Coat the entire loin with sea salt, fresh groung pepper, garlic powder and cajun seasoning.

In a smoking hot oven safe skillet sear/brown on all sides

Put it in oven and roast approx 1 hr.

Remove from oven and let rest 15-20 mins.

Start a pot for deepfrying with oil temp about 300-325.

While pork is resting slice cheese into 1/4" slices

Dip cheese into egg whites and bread crumbs place into fryer for about 1 min or until golden brown. Drain well on papertowels.

Slice rolls, mayo on one side mustard on the other. Lay in pork then cheese. Top with lettuce/cabbage & tomato.

Tear into it and enjoy!!

Jeff


----------



## PrestnB1 (Jan 27, 2005)

*pork loin*

Had some last night, and did it this easy way. Rub some of Bolners pork rib rub and pepper all over it and put in one of those Rotisserie cookers until done. The Rotisserie cooks it crisp on the outside and tender on the inside. It does to pork what it does to chicken. Another great way to do them is to butterfly or slice into about 1 1/2" thick slices. Salt and pepper them. Cut up some potatoes in chunk style. Place the pork in a baking pan and surround them with the potatoes. Pour 2 cans of cream of mushroom soup over them and add some pepper over the whole thing. Cover with foil and bake until done at 350 degrees (about an hour or maybe a little longer). This is finger licking good. try it


----------



## wakeupluis (Feb 16, 2006)

I cook Lions all the time. The best way I have found is plain old koser salt and coarse pepper. I follow the package for oven temp and cook time. I bake this in a cast iron skillet. Then I take the drippings and Make gravy with them. Season the gravy to taste. A couple of important things I have learned about pork loins are. One make sure you cook them fat side up. and two do NOT slice them until they are being served or they will dry up.


----------



## troy merrill (May 21, 2004)

Brew said:


> *Pork Loin Po'Boys*
> 
> *ingredients:*
> 
> ...


Man that sounds good....


----------



## Brew (May 21, 2004)

troy merrill said:


> Man that sounds good....


Thanks Troy. Forgot to add a few shot of oil & vinegar or vinigrette. Little salt & pepper to taste.

Jeff


----------



## James Herman (Aug 7, 2004)

*Stubbs and Boudan*

Soak your loin in Stubbs Pork marinade, as directed. Use ptfishers recipe with Boudan. Carve that hole in your loin before the stubbs for even more flavor.
Great topic PR!!



ptfisher said:


> I run a knife into the center of a porkloin to make a hole, then ***** some sausage links with a fork and shove it in the porkloin. Season as desired...grill/bake. As the fat cooks out of the sausage it keeps the loin moist. The cut medalloins make a great presentation!
> 
> PTfisher


----------



## ptfisher (Jun 6, 2005)

CDMD


I have made it with my own homemade boudan. But I've never tried the Stubbs...that sounds great!

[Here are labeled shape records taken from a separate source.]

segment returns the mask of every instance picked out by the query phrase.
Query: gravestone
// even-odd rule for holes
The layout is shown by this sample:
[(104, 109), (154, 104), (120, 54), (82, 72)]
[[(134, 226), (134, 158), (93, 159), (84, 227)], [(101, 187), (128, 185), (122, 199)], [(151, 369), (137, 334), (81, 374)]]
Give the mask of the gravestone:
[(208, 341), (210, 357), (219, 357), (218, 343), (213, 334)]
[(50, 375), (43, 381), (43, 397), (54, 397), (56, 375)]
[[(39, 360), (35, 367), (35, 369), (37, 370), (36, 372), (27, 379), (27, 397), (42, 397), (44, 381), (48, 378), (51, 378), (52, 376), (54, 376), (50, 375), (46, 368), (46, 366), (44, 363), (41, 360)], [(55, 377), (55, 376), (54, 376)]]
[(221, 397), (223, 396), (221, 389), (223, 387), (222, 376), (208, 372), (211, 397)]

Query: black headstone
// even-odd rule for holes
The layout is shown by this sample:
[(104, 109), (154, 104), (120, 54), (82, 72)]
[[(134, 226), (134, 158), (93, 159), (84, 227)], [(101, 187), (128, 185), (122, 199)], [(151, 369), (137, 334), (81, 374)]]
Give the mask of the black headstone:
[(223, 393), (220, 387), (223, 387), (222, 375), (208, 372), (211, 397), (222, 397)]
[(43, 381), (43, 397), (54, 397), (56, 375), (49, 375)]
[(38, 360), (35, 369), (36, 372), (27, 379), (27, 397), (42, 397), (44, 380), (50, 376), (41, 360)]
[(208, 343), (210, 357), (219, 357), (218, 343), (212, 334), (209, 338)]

Here is another option...Jalapeno Cilantro Cream Sauce

Brown one onion 1
Add some garlic -4 cloves
add 1 cup whipping cream
half stick of butter...butter goooood
1-2 jalapeno's no seeds
Cilantro to taste
Blend with a stick blender. or regular blender if that is what you have
Add above to taste

This is even better on brisket

PTfisher....fulltimeCooker


----------



## flogator376 (Oct 27, 2005)

*Yet another from Florida*

Marinate in sour orange juice and any commercial marinade ( I use DALES) 2/3 orange juice and 1/3 marinade. Sour oranges are oranges that grow from a root stock that has not been grafted. They are sour and full of seeds. They are also very cold resistant are used mostly as a root stock to graft sweet oranges or any of the different varieties of commercial citrus. Back to the recipe - marinate 4-6 hours. Coat with your favorite rub ( I use a product called BUTT RUB). Put in a rossitere ('Set it and forget it'). Remove when done slice thin and souse with your favorite BBQ sauce. Make sandmich, cold Bud, Life is good


----------



## Brew (May 21, 2004)

I chicken fried some last night and it was a big hit. I cut it into about 3/4" thick slices then pounded it out to about 1/4" then just proceeded like you would for CF steak.

Jeff


----------



## 2hours2thecoast (May 1, 2006)

I like to butter fly it, put onions, jalepenos, bacon, etc. inside it. Close it, do the same on the top. Use your favorite spices. Cook on indirect heat. Make you slap your momma.

Do the same with deer backstrap and nilgai backstrap and tenderloin........


----------



## huntnetime (Jul 23, 2004)

Stuff with good boudin sausage, season with salt pepper and minced garlic, wrap in bacon and put on the pit....FREAKIN' YUM!!!

Sonny


----------